Martin Amis « Guerre aux
clichés », recueil d’articles critiques (1971-2000)
Gallimard, 2007.
C’est très plaisant : contrairement à beaucoup de critiques français (écrivains ou pas) Amis n’ennuie jamais son lecteur en faisant des chroniques de livres. Il fait preuve de verve, d’humour, d’ironie féroce, d’un sens maîtrisé de la digression, et l’on rit souvent.
Voilà des critiques vraiment démocratiques. Il a cette qualité précieuse de se mettre à la place du lecteur ordinaire, lorsqu’il parle des grands
textes, et minimise la culpabilité du lecteur qui n’a pas pleinement réussi à apprécier l’un ou l’autre des grands romans sacralisés.
Les textes sur « Cinq grands romans incontournables » vont nous concerner tout d’abord puisqu’il s’agit des ces chefs d’œuvres de la littérature que l’on a tous lus ou essayé de lire, avec des fortunes diverses.

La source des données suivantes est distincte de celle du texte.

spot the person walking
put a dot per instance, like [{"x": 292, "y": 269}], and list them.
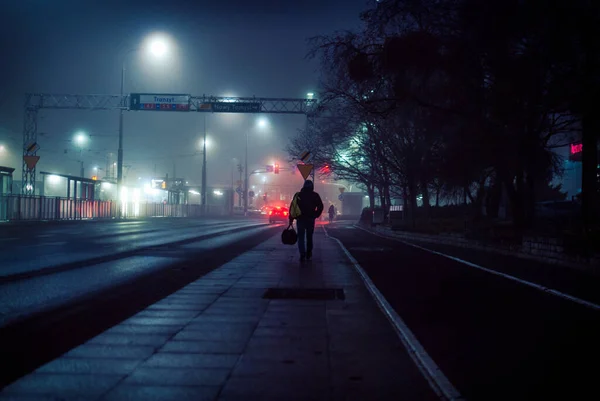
[
  {"x": 331, "y": 213},
  {"x": 306, "y": 207}
]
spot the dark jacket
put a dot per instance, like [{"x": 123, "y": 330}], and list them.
[{"x": 310, "y": 203}]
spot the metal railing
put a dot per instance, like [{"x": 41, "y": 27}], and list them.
[{"x": 30, "y": 208}]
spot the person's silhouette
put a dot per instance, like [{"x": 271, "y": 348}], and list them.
[{"x": 309, "y": 205}]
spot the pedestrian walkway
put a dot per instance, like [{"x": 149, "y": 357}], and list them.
[{"x": 219, "y": 339}]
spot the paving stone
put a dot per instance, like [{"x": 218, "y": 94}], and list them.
[
  {"x": 130, "y": 339},
  {"x": 158, "y": 321},
  {"x": 123, "y": 328},
  {"x": 152, "y": 313},
  {"x": 179, "y": 307},
  {"x": 74, "y": 385},
  {"x": 29, "y": 397},
  {"x": 125, "y": 392},
  {"x": 234, "y": 327},
  {"x": 244, "y": 293},
  {"x": 231, "y": 318},
  {"x": 178, "y": 377},
  {"x": 272, "y": 365},
  {"x": 292, "y": 332},
  {"x": 90, "y": 366},
  {"x": 175, "y": 360},
  {"x": 204, "y": 347},
  {"x": 296, "y": 388},
  {"x": 212, "y": 335},
  {"x": 111, "y": 351}
]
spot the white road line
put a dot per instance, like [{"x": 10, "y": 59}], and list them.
[
  {"x": 497, "y": 273},
  {"x": 432, "y": 373}
]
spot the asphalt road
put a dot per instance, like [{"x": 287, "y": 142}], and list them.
[
  {"x": 33, "y": 247},
  {"x": 48, "y": 308},
  {"x": 494, "y": 338}
]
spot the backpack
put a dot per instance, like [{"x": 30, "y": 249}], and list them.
[
  {"x": 295, "y": 211},
  {"x": 289, "y": 236}
]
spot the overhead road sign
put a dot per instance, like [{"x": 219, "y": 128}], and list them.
[
  {"x": 32, "y": 147},
  {"x": 305, "y": 170},
  {"x": 159, "y": 101},
  {"x": 230, "y": 107}
]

Don Quichotte : (« la lance brisée »)
« Lire Don Quichotte équivaut peu ou prou à recevoir la visite du vieux barbon de la famille : il s’attarde indéfiniment, multiplie ses petites farces… déroule le flot interminable de ces souvenirs et radote à l’envi sur ses horribles copains… »
et pour la construction « c’est un agglomérat qui procède simplement par accrétion… pas de suite, rien que du supplément… la bouillie primitive de la fiction : ça fume, ça glougloute, ça grésille de vie en puissance, ça grumelle de prototypes âcres et grossiers ».
un monument d’ennui, un livre écrit au temps où il n’y avait pas de roman, pas fait pour le lecteur…celui qui écrit ces lignes en sait quelque chose… il vient de le lire… !
« L’Ulysses de Joyce » :
il faut une semaine pour le lire en ne faisant que ça. Joyce a trouvé le moyen de n’écrire que pour son plaisir et surtout pas pour le lecteur. (Je pense que Amis est aussi un peu dans ce cas, il parle en connaissance de cause ! Certains de ses livres sont difficiles à aborder.)
« Son livre est un livre sur le cliché, sur les formules éculées et les tournures toutes faites, sur les métaphores figées … Ulysses parodie tout depuis le Curso Mundi jusqu’aux manchettes des tabloïds. Quel plaisir, du moins en théorie-de voir notre styliste accompli adopter le langage d’un huissier, d’un annuaire, d’un ivrogne ou d’un texte sacré… »
Ce point de vue n’est peut-être pas neuf, mais pour moi, il relance la réflexion sur Ulysses et mon approche de ce livre.
Martin Amis se moque volontiers des snobismes et des préjugés. Il se demande qui peut lire Joyce et à quel prix comment en tirer profit.
On s'interroge avec lui sur les raisons que l'on peut avoir de lire de la littérature ( en dehors des contraintes universitaires) sur ce qu'est une "lecture de plaisir", et à quel titre le
roman de Joyce peut effectivement en être une.
Philip Roth : « sa bêtise croît sans cesse depuis Portnoy, alors que son style a tendance à s’améliorer… » etc. mais ce serait une erreur de croire que Amis n’aime pas Roth, Joyce, ou même Jane Austen ( lecture intéressante aussi de Pride and Prejudice). Son goût pour ces auteurs dont il se moque apparaît dans la lecture, au moins entre les lignes.
Certains textes sont également réussis qui se développent autour de productions telles que Jurassic Park : l’envahissement par les dinosaures.
Même le livre des Records, lui inspire des pages assez plaisantes, avec des digressions loufoques…
Amis ne sacralise pas la littérature, même lorsqu’il voue une admiration particulière à l’auteur dont il parle (Nabokov, Bellow) et quelque critique que soit son attitude il aide à renouveler la vision que l’on a de telle ou telle œuvre, qu'il met en relation avec la société, la politique.
On préfère les textes sur « cinq grands romans incontournables »ainsi que la critique centrale sur les nouvelles de Kafka. .
Ceux qui ont lu DeLillo, Updike, Roth et Mailer (ce n’est pas mon cas) apprécieront aussi les pages sur ces romanciers américains.